The in vitro enzyme inhibition assessment was performed against E. coli DNA gyrase according to the optimized protocol by the manufacturer [62-64]. More detailed descriptions are available in the file of Supporting Information.

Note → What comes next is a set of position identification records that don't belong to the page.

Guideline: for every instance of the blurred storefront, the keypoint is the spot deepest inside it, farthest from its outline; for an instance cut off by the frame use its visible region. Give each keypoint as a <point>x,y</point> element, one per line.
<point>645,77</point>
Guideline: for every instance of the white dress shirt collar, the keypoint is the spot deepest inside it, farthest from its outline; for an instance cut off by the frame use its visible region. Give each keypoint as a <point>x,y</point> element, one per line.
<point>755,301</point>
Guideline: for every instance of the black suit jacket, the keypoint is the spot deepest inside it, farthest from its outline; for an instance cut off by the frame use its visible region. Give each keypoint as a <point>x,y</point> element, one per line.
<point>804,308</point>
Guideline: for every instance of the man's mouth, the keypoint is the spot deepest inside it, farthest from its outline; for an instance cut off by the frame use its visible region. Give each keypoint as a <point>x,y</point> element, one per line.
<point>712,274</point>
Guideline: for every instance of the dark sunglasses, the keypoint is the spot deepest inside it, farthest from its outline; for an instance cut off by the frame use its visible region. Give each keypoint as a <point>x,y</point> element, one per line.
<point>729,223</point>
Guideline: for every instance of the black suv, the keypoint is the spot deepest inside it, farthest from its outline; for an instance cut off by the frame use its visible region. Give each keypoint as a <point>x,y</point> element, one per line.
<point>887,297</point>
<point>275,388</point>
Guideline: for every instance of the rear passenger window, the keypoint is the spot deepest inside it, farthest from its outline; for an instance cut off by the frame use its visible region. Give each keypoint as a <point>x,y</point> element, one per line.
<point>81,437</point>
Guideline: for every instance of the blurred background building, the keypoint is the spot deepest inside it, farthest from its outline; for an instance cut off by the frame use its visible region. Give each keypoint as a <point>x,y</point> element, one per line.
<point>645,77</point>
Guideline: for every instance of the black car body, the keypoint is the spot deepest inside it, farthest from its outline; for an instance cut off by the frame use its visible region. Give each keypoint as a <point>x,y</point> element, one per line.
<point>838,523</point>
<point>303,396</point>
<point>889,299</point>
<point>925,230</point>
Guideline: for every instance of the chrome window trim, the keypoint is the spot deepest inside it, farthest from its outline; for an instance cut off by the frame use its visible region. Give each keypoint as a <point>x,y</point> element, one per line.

4.2.5. In Vitro Cytotoxicity Assay

The cytotoxic effect of test samples using WI38 cells was evaluated by MTT assay [64]. Commercially available kit for in vitro toxicology MTT based assay, Sigma was used. More detailed descriptions are available in the file of Supporting Information.

4.2.6. Molecular Docking

Molecular Operating Environment (MOE, 2019.0102) was used for the docking study. By using the steepest descent technique with the MMFF94x force field until the RMSD gradient of 0.1 kcal.mol⁻¹Å⁻¹ was reached, energy-minimized structures were created. The crystal structure of DNA gyrase enzyme complexed with novobiocin was obtained from the protein data bank with PDB ID: 4URO. In the same way, the x-ray crystallographic structure of topoisomerase IV with the co-crystallized ligand; novobiocin; was downloaded (PDB ID: 1S14). Despite docking software's capacity to identify potential binding modes between a ligand and its target, it is still an unreliable method that requires constant verification [66-68].